Chez les islamistes kurdes

L’arrestation de Mala Krekar risque de relancer la division des chefs islamistes kurdes, déchirés par les rivalités personnelles.
De notre envoyé spécial au Kurdistan irakien

Dressant sa masse imposante à plusieurs centaines de mètres au dessus de la ville de Halabja, le mont Shinerwe a été l’objet de batailles acharnées entre les Iraniens et les Irakiens, pendant les années 1980, et plus récemment, entre les «pechmergas» (combattants) de l’Union Patriotique du Kurdistan de Jelal Talabani et les combattants du groupe fondamentaliste «Ansar al Islam».

Depuis le début du mois d’octobre 2001, il est entre les mains de l’UPK qui a repris cette montagne éminemment stratégique après une dure bataille qui s’est prolongée pendant deux nuits et une journée, et qui a fait 40 morts chez les partisans de l’Ansar, et 13 chez l’UPK.

Inspectant les positions de ses pechmergas sur les mamelons du sommet du mont Shinerwe, cheikh Jaffar Barzinji, membre du commandement général des forces de l’UPK, nous donne une magistrale leçon de géographie politique: à une dizaine de kilomètres devant nous, se détachent très nettement des taches vertes au pied de l’imposante chaîne des monts Haoramand, qui domine la plaine de Charizour: ce sont, successivement, de gauche a droite, les villages de Khurmal, Ahmed Aoua, Sergat, Gouloup, et les petites villes de Biyara et Taouila.

Nichées dans des vallées au pied des monts Haoramand, ces agglomérations, abondamment pourvues en eau par des sources intarissables, forment des îlots de végétation qui se détachent très nettement sur ces montagnes arides.

Cheikh Jaffar, un petit homme nerveux, pechmerga depuis l’âge de 19 ans, qui a reconquis de haute lutte le mont Shinerwe à la tête de ses pechmergas, nous explique que ce panorama représente le spectre politique de toutes les tendances de l’islam politique présentes au Kurdistan irakien: tout a gauche, les villages de Khurmal et d’Ahmed Aoua constituent le quartier général du mollah Ali Bapir, l’émir du Komal Islam.
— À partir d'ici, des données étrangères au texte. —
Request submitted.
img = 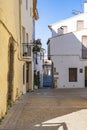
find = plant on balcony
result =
[33,45,40,52]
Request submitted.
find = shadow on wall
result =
[35,122,68,130]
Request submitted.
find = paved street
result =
[0,89,87,130]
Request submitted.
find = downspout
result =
[18,0,30,62]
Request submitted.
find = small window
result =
[69,68,77,82]
[77,20,84,30]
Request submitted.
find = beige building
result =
[21,0,38,93]
[0,0,37,118]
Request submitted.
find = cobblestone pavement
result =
[0,89,87,130]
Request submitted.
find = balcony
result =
[82,49,87,59]
[22,43,32,57]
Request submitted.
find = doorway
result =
[85,66,87,87]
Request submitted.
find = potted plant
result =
[33,45,40,52]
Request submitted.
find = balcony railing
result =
[22,43,32,57]
[82,49,87,59]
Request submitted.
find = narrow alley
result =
[0,88,87,130]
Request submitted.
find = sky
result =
[35,0,84,55]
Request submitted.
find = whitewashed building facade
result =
[47,2,87,88]
[21,0,38,93]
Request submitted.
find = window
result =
[69,68,77,82]
[62,26,68,34]
[26,0,28,10]
[22,26,25,43]
[77,20,84,30]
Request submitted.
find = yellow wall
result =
[0,0,22,116]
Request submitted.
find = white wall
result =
[50,29,87,57]
[51,56,87,88]
[48,8,87,88]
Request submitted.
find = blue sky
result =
[35,0,84,54]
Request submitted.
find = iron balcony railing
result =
[22,43,32,57]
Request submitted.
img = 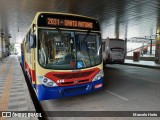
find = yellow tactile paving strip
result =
[0,64,6,73]
[0,55,38,120]
[0,64,14,120]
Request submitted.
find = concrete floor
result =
[41,65,160,120]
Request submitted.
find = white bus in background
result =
[102,38,126,64]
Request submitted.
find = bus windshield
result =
[38,29,102,70]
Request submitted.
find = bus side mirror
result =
[29,34,36,48]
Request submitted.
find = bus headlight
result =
[38,76,58,87]
[92,70,104,82]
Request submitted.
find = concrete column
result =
[3,39,6,52]
[0,36,2,57]
[155,25,160,64]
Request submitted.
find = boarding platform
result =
[0,55,38,120]
[124,59,160,69]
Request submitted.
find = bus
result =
[102,38,126,64]
[21,12,104,101]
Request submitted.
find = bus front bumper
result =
[37,78,103,101]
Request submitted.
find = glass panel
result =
[38,30,101,69]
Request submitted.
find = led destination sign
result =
[47,18,93,29]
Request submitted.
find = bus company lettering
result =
[64,20,93,28]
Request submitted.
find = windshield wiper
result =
[81,30,91,42]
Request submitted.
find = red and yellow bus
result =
[22,12,104,101]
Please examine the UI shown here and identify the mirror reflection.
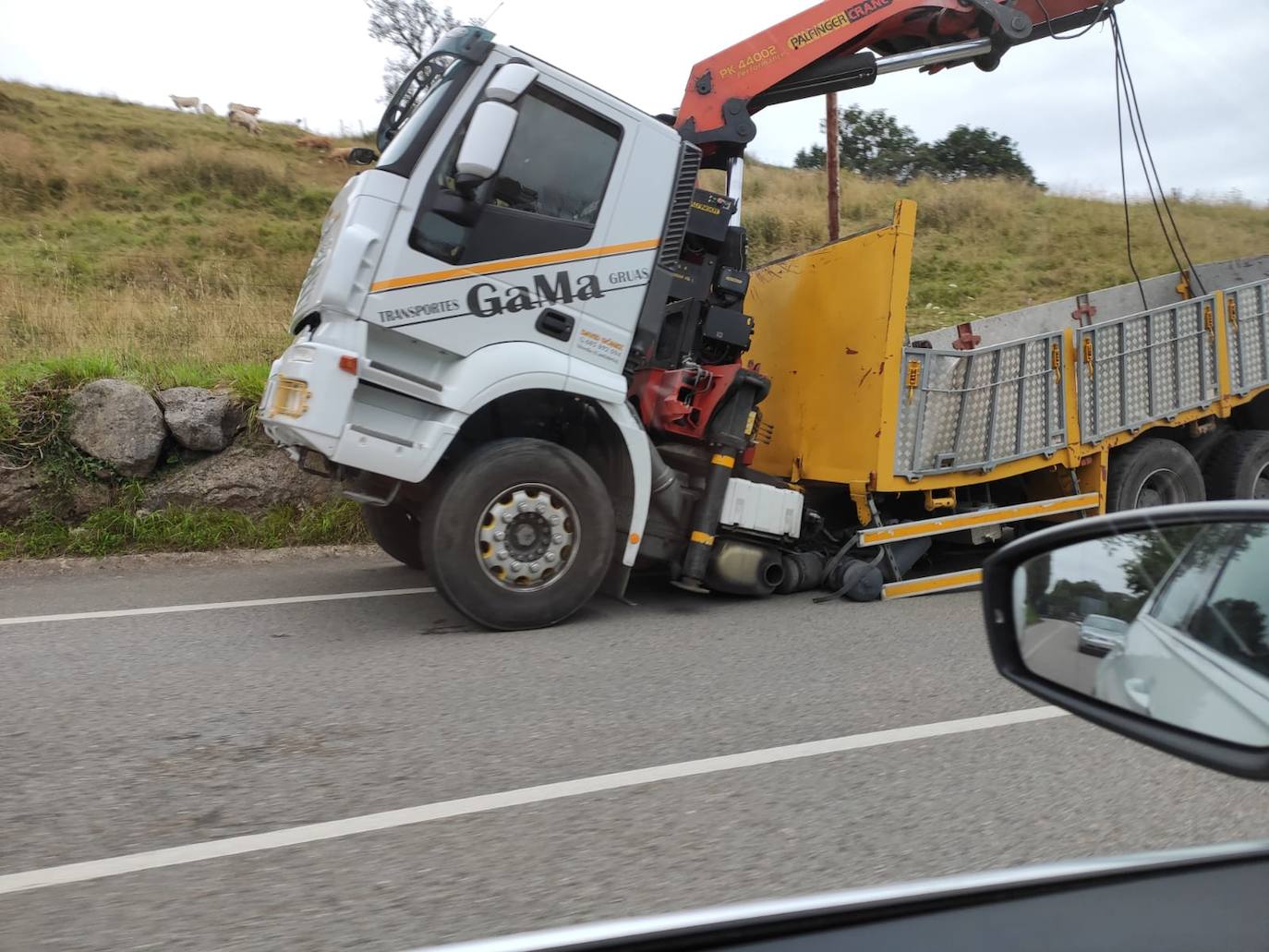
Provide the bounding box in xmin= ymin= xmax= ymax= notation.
xmin=1014 ymin=523 xmax=1269 ymax=746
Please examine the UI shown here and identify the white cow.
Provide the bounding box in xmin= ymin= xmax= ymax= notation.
xmin=228 ymin=109 xmax=260 ymax=136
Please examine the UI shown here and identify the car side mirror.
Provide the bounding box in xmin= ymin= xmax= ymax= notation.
xmin=984 ymin=502 xmax=1269 ymax=779
xmin=454 ymin=101 xmax=518 ymax=197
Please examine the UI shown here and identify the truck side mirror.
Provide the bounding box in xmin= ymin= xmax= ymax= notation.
xmin=485 ymin=62 xmax=538 ymax=102
xmin=454 ymin=101 xmax=519 ymax=197
xmin=984 ymin=502 xmax=1269 ymax=779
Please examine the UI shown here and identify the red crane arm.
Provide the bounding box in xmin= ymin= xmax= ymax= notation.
xmin=675 ymin=0 xmax=1120 ymax=165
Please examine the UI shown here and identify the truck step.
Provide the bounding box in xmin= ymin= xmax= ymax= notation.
xmin=856 ymin=492 xmax=1102 ymax=548
xmin=881 ymin=569 xmax=982 ymax=602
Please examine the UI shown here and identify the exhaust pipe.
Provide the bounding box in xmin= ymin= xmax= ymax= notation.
xmin=706 ymin=539 xmax=784 ymax=597
xmin=778 ymin=552 xmax=828 ymax=596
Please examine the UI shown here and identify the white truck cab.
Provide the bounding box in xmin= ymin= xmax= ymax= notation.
xmin=261 ymin=27 xmax=801 ymax=627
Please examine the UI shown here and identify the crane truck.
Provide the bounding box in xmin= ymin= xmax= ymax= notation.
xmin=260 ymin=0 xmax=1269 ymax=630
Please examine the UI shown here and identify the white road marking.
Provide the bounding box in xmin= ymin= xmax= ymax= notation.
xmin=0 ymin=707 xmax=1066 ymax=895
xmin=0 ymin=587 xmax=437 ymax=628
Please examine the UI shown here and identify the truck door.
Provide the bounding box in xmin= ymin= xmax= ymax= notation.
xmin=364 ymin=65 xmax=664 ymax=372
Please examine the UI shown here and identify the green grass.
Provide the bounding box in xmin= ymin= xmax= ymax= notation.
xmin=0 ymin=492 xmax=370 ymax=561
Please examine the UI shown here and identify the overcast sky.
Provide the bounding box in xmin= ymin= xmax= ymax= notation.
xmin=0 ymin=0 xmax=1269 ymax=202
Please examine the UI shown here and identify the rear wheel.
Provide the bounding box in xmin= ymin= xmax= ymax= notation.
xmin=362 ymin=505 xmax=424 ymax=569
xmin=1106 ymin=437 xmax=1207 ymax=512
xmin=421 ymin=440 xmax=615 ymax=631
xmin=1203 ymin=430 xmax=1269 ymax=500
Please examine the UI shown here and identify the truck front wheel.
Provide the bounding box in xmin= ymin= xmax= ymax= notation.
xmin=421 ymin=440 xmax=615 ymax=631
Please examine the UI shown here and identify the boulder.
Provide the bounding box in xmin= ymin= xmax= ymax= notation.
xmin=145 ymin=443 xmax=337 ymax=515
xmin=68 ymin=380 xmax=167 ymax=476
xmin=0 ymin=466 xmax=40 ymax=525
xmin=159 ymin=387 xmax=247 ymax=453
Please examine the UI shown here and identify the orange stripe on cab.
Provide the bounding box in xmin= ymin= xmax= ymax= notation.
xmin=370 ymin=238 xmax=661 ymax=294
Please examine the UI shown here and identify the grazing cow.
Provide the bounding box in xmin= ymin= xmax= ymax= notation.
xmin=322 ymin=146 xmax=357 ymax=165
xmin=228 ymin=109 xmax=260 ymax=136
xmin=296 ymin=136 xmax=330 ymax=152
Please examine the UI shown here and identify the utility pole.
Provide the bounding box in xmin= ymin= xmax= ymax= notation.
xmin=824 ymin=92 xmax=841 ymax=241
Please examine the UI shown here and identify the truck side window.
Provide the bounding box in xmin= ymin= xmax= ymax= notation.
xmin=410 ymin=85 xmax=621 ymax=264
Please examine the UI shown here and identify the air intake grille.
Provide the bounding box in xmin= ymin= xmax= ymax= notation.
xmin=656 ymin=142 xmax=700 ymax=268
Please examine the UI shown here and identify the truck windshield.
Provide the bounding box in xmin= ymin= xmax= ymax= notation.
xmin=380 ymin=54 xmax=475 ymax=172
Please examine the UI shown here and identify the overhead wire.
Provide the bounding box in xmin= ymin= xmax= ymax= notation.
xmin=1114 ymin=31 xmax=1150 ymax=311
xmin=1035 ymin=0 xmax=1118 ymax=40
xmin=1035 ymin=0 xmax=1207 ymax=308
xmin=1110 ymin=10 xmax=1207 ymax=295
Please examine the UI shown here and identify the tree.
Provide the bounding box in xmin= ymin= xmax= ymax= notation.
xmin=793 ymin=146 xmax=828 ymax=169
xmin=793 ymin=105 xmax=1038 ymax=184
xmin=1022 ymin=552 xmax=1053 ymax=617
xmin=838 ymin=105 xmax=922 ymax=182
xmin=922 ymin=126 xmax=1037 ymax=186
xmin=366 ymin=0 xmax=458 ymax=99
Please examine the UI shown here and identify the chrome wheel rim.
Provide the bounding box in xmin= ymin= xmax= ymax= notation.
xmin=476 ymin=482 xmax=581 ymax=592
xmin=1251 ymin=466 xmax=1269 ymax=500
xmin=1133 ymin=470 xmax=1187 ymax=509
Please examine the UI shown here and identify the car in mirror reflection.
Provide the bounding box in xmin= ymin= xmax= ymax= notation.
xmin=1014 ymin=523 xmax=1269 ymax=746
xmin=1079 ymin=614 xmax=1128 ymax=657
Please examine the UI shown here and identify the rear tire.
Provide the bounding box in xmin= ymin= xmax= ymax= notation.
xmin=1203 ymin=430 xmax=1269 ymax=500
xmin=421 ymin=438 xmax=615 ymax=631
xmin=362 ymin=505 xmax=424 ymax=570
xmin=1106 ymin=437 xmax=1207 ymax=512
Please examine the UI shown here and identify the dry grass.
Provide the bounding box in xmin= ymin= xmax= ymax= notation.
xmin=0 ymin=277 xmax=292 ymax=363
xmin=745 ymin=166 xmax=1269 ymax=330
xmin=0 ymin=77 xmax=1269 ymax=363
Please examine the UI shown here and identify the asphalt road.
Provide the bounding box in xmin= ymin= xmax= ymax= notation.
xmin=0 ymin=543 xmax=1269 ymax=952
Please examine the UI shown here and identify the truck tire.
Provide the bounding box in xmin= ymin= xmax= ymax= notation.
xmin=1106 ymin=437 xmax=1207 ymax=512
xmin=1203 ymin=430 xmax=1269 ymax=499
xmin=421 ymin=438 xmax=615 ymax=631
xmin=362 ymin=505 xmax=423 ymax=569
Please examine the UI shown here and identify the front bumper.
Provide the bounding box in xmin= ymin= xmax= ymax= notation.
xmin=260 ymin=339 xmax=461 ymax=482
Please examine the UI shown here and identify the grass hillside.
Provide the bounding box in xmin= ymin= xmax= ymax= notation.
xmin=0 ymin=77 xmax=1269 ymax=373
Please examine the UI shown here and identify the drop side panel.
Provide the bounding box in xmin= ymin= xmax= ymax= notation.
xmin=746 ymin=200 xmax=916 ymax=484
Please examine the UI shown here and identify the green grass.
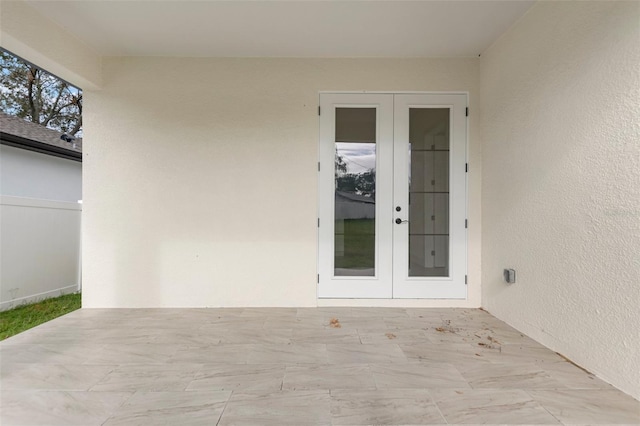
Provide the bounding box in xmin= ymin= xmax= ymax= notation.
xmin=335 ymin=219 xmax=376 ymax=269
xmin=0 ymin=293 xmax=80 ymax=340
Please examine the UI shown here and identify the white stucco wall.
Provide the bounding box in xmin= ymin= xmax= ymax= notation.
xmin=481 ymin=2 xmax=640 ymax=398
xmin=83 ymin=58 xmax=481 ymax=307
xmin=0 ymin=145 xmax=82 ymax=203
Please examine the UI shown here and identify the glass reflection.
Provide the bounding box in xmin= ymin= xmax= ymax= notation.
xmin=409 ymin=108 xmax=449 ymax=277
xmin=334 ymin=108 xmax=376 ymax=276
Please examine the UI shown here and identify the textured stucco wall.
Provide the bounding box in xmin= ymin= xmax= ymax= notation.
xmin=480 ymin=2 xmax=640 ymax=398
xmin=0 ymin=0 xmax=102 ymax=89
xmin=83 ymin=58 xmax=480 ymax=307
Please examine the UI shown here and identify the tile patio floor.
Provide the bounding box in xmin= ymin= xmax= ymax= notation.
xmin=0 ymin=308 xmax=640 ymax=426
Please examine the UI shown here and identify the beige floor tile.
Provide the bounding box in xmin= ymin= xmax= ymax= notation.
xmin=358 ymin=329 xmax=430 ymax=345
xmin=0 ymin=307 xmax=640 ymax=426
xmin=247 ymin=343 xmax=328 ymax=364
xmin=430 ymin=389 xmax=560 ymax=425
xmin=90 ymin=364 xmax=202 ymax=392
xmin=104 ymin=391 xmax=231 ymax=426
xmin=327 ymin=343 xmax=408 ymax=364
xmin=399 ymin=343 xmax=489 ymax=365
xmin=218 ymin=390 xmax=331 ymax=426
xmin=84 ymin=343 xmax=179 ymax=365
xmin=220 ymin=328 xmax=293 ymax=345
xmin=283 ymin=364 xmax=376 ymax=390
xmin=168 ymin=344 xmax=255 ymax=364
xmin=371 ymin=363 xmax=470 ymax=390
xmin=527 ymin=389 xmax=640 ymax=425
xmin=457 ymin=363 xmax=565 ymax=389
xmin=331 ymin=389 xmax=445 ymax=425
xmin=0 ymin=344 xmax=104 ymax=365
xmin=540 ymin=362 xmax=614 ymax=389
xmin=291 ymin=327 xmax=360 ymax=345
xmin=0 ymin=363 xmax=115 ymax=391
xmin=0 ymin=390 xmax=132 ymax=426
xmin=187 ymin=364 xmax=285 ymax=392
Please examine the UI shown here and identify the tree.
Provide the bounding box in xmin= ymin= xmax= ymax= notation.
xmin=0 ymin=50 xmax=82 ymax=136
xmin=336 ymin=169 xmax=376 ymax=199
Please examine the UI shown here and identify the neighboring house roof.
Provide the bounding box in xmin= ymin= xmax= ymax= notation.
xmin=336 ymin=191 xmax=376 ymax=204
xmin=0 ymin=111 xmax=82 ymax=161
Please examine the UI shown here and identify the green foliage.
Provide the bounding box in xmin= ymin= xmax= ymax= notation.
xmin=336 ymin=169 xmax=376 ymax=198
xmin=0 ymin=50 xmax=82 ymax=136
xmin=335 ymin=219 xmax=376 ymax=269
xmin=0 ymin=293 xmax=80 ymax=340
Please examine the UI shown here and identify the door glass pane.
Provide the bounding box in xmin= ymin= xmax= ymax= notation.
xmin=409 ymin=108 xmax=449 ymax=277
xmin=334 ymin=108 xmax=376 ymax=276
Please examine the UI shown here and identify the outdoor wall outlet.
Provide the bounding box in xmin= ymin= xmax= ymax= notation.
xmin=503 ymin=269 xmax=516 ymax=284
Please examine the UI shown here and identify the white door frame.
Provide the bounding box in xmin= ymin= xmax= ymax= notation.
xmin=318 ymin=92 xmax=468 ymax=299
xmin=318 ymin=94 xmax=393 ymax=299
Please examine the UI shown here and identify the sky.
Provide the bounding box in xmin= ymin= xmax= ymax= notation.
xmin=336 ymin=142 xmax=376 ymax=174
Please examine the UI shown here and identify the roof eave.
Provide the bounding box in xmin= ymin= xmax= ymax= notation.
xmin=0 ymin=132 xmax=82 ymax=162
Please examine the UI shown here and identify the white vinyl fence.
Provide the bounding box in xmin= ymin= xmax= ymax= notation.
xmin=0 ymin=195 xmax=82 ymax=311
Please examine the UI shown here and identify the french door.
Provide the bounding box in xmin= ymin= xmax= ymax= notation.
xmin=318 ymin=93 xmax=467 ymax=299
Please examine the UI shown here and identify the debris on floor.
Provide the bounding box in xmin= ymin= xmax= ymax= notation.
xmin=436 ymin=320 xmax=458 ymax=333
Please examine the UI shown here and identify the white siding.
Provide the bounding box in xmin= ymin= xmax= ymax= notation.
xmin=0 ymin=196 xmax=81 ymax=310
xmin=0 ymin=145 xmax=82 ymax=202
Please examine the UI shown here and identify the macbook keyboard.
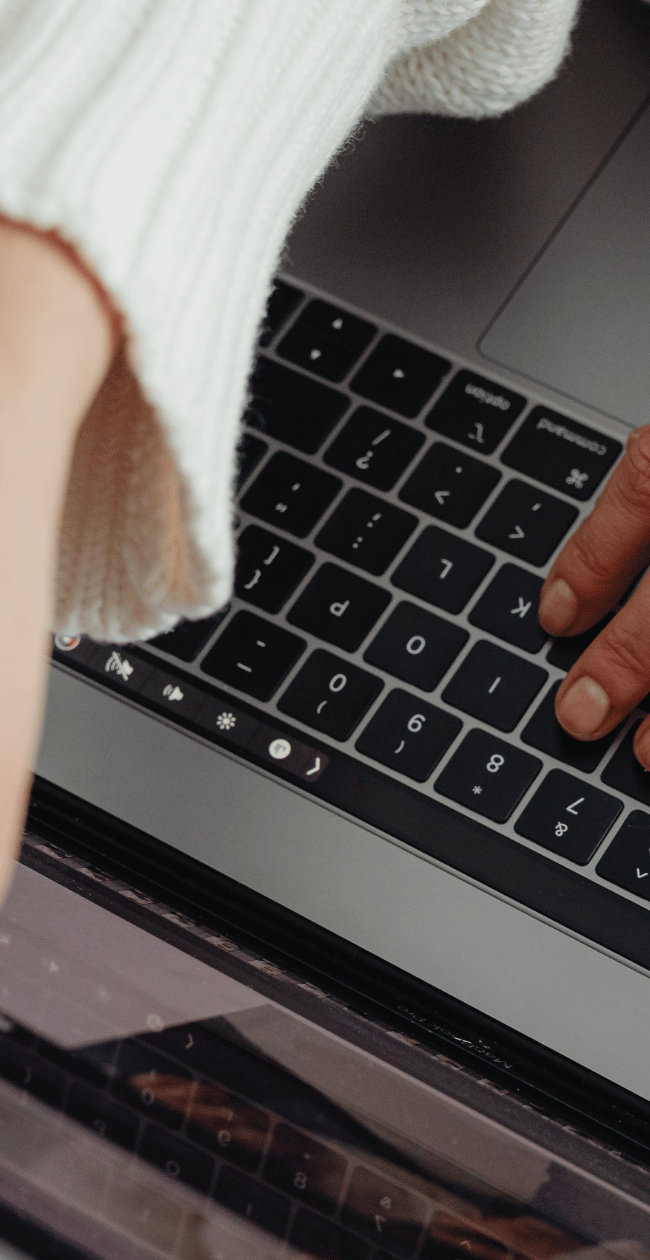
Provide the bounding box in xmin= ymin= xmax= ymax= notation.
xmin=54 ymin=281 xmax=650 ymax=968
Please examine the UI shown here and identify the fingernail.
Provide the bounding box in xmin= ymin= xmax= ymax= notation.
xmin=539 ymin=577 xmax=578 ymax=634
xmin=556 ymin=678 xmax=610 ymax=740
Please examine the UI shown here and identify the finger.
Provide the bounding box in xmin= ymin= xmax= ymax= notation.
xmin=556 ymin=575 xmax=650 ymax=740
xmin=539 ymin=425 xmax=650 ymax=635
xmin=634 ymin=716 xmax=650 ymax=770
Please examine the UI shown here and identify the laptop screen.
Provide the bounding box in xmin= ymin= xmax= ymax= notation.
xmin=0 ymin=866 xmax=650 ymax=1260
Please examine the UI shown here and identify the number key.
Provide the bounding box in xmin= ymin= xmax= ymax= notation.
xmin=435 ymin=731 xmax=542 ymax=823
xmin=364 ymin=600 xmax=469 ymax=692
xmin=341 ymin=1168 xmax=426 ymax=1256
xmin=356 ymin=690 xmax=462 ymax=782
xmin=393 ymin=525 xmax=493 ymax=621
xmin=278 ymin=649 xmax=382 ymax=740
xmin=265 ymin=1124 xmax=348 ymax=1215
xmin=515 ymin=770 xmax=622 ymax=866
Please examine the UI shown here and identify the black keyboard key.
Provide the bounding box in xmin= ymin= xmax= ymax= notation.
xmin=237 ymin=433 xmax=268 ymax=493
xmin=547 ymin=612 xmax=613 ymax=674
xmin=288 ymin=1208 xmax=370 ymax=1260
xmin=277 ymin=649 xmax=383 ymax=740
xmin=427 ymin=372 xmax=525 ymax=455
xmin=111 ymin=1041 xmax=194 ymax=1129
xmin=351 ymin=333 xmax=450 ymax=420
xmin=188 ymin=1078 xmax=268 ymax=1173
xmin=288 ymin=564 xmax=391 ymax=651
xmin=393 ymin=525 xmax=494 ymax=612
xmin=598 ymin=722 xmax=650 ymax=806
xmin=234 ymin=525 xmax=314 ymax=612
xmin=522 ymin=683 xmax=617 ymax=775
xmin=259 ymin=280 xmax=302 ymax=345
xmin=515 ymin=770 xmax=622 ymax=866
xmin=276 ymin=321 xmax=356 ymax=381
xmin=137 ymin=1124 xmax=214 ymax=1194
xmin=435 ymin=731 xmax=542 ymax=823
xmin=364 ymin=601 xmax=469 ymax=692
xmin=501 ymin=407 xmax=622 ymax=499
xmin=476 ymin=481 xmax=578 ymax=564
xmin=324 ymin=407 xmax=425 ymax=490
xmin=0 ymin=1037 xmax=66 ymax=1110
xmin=297 ymin=297 xmax=377 ymax=358
xmin=150 ymin=604 xmax=231 ymax=662
xmin=202 ymin=612 xmax=305 ymax=701
xmin=66 ymin=1081 xmax=140 ymax=1150
xmin=242 ymin=451 xmax=341 ymax=538
xmin=316 ymin=490 xmax=417 ymax=575
xmin=470 ymin=564 xmax=547 ymax=651
xmin=214 ymin=1166 xmax=291 ymax=1239
xmin=244 ymin=358 xmax=349 ymax=455
xmin=265 ymin=1124 xmax=348 ymax=1216
xmin=356 ymin=690 xmax=462 ymax=782
xmin=341 ymin=1168 xmax=426 ymax=1256
xmin=596 ymin=809 xmax=650 ymax=905
xmin=399 ymin=442 xmax=501 ymax=529
xmin=442 ymin=641 xmax=548 ymax=731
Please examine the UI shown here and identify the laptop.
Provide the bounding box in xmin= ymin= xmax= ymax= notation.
xmin=9 ymin=0 xmax=650 ymax=1239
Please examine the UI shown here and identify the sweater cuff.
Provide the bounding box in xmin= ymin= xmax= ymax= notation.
xmin=0 ymin=0 xmax=399 ymax=641
xmin=368 ymin=0 xmax=579 ymax=118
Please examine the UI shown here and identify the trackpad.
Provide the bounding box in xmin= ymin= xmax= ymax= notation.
xmin=480 ymin=107 xmax=650 ymax=426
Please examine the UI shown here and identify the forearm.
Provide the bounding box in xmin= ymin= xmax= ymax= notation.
xmin=0 ymin=223 xmax=113 ymax=897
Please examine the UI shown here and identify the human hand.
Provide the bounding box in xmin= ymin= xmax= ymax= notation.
xmin=0 ymin=219 xmax=116 ymax=901
xmin=539 ymin=425 xmax=650 ymax=770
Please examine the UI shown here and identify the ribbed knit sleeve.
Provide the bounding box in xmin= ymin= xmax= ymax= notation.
xmin=0 ymin=0 xmax=573 ymax=641
xmin=368 ymin=0 xmax=579 ymax=118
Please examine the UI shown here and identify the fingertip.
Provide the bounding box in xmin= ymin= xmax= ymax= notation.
xmin=538 ymin=577 xmax=578 ymax=635
xmin=556 ymin=675 xmax=611 ymax=740
xmin=632 ymin=718 xmax=650 ymax=770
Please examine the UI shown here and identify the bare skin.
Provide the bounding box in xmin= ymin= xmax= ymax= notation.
xmin=0 ymin=218 xmax=650 ymax=901
xmin=539 ymin=425 xmax=650 ymax=770
xmin=0 ymin=222 xmax=115 ymax=900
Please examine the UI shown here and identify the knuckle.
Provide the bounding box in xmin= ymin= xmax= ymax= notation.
xmin=598 ymin=619 xmax=650 ymax=685
xmin=569 ymin=529 xmax=615 ymax=596
xmin=620 ymin=425 xmax=650 ymax=508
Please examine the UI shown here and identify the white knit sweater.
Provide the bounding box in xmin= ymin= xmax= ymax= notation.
xmin=0 ymin=0 xmax=578 ymax=641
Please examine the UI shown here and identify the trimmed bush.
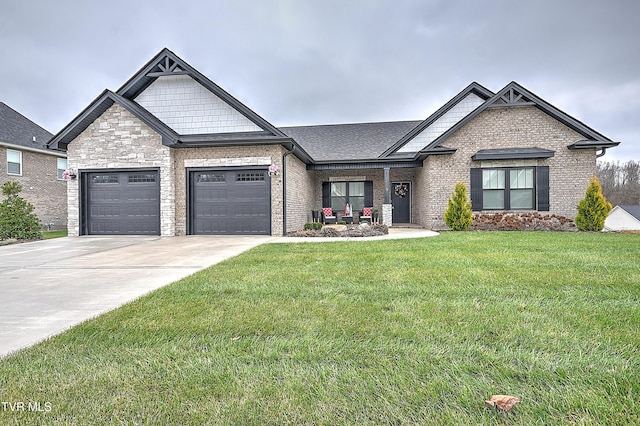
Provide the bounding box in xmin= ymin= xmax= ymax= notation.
xmin=576 ymin=176 xmax=613 ymax=232
xmin=444 ymin=182 xmax=473 ymax=231
xmin=0 ymin=181 xmax=42 ymax=240
xmin=304 ymin=222 xmax=322 ymax=231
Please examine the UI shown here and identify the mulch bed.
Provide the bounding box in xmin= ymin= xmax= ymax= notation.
xmin=287 ymin=223 xmax=389 ymax=237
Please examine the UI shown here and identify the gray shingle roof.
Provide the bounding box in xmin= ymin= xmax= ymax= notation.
xmin=0 ymin=102 xmax=53 ymax=149
xmin=279 ymin=120 xmax=422 ymax=161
Gouloup était la base de Mala Krekar, l’émir d’Ansar al Islam, qui contrôle aussi la petite ville de Biyara. Taouila est théoriquement contrôlée par le Mouvement Islamique Unifie du Kurdistan (MIUK) de mollah Ali Abdel Aziz.

Une nébuleuse hétérogène

Mais en fait, géographiquement et politiquement, les choses ne sont pas aussi claires: ces groupuscules islamiques ne cessent de se faire et de se défaire, et les hommes circulent librement d’un village à l’autre. Le mollah Ali Bapir a des mots très durs pour le mouvement «Ansar al Islam». «Ils tirent avant de parler, nous a-t-il dit, et ils risquent de faire couler le bateau sur lequel vivent tous les Kurdes de la région libérée du Kurdistan». Mais en traversant le village de Khurmal, pour aller à son quartier général d’Ahmed Aoua, nous avons pu y voir de nombreux combattants d Ansar al Islam, reconnaissables à leur tenue particulière: plus de 150 familles de combattants d’Ansar al Islam vivraient à Khurmal. Et beaucoup soupçonnent Ali Bapir d’avoir avec Ansar al Islam des relations beaucoup plus étroites qu’il ne veut bien le dire.

De même, la ville de Taouila est théoriquement contrôlée par le MIUK de mollah Ali Abdel Aziz; mais, selon un observateur kurde averti, son fils Tahsine, qui l’y représente, «n’obéit pas à son père, et, en fait, fait partie du mouvement d’Ansar al Islam», dirigé par Mala Krekar.

Cette nébuleuse islamique kurde est composée de groupes très hétérogènes, diriges par des émirs déchirés par des rivalités personnelles, et l’arrestation de Mala Krekar risque fort de susciter de nouvelles divisions.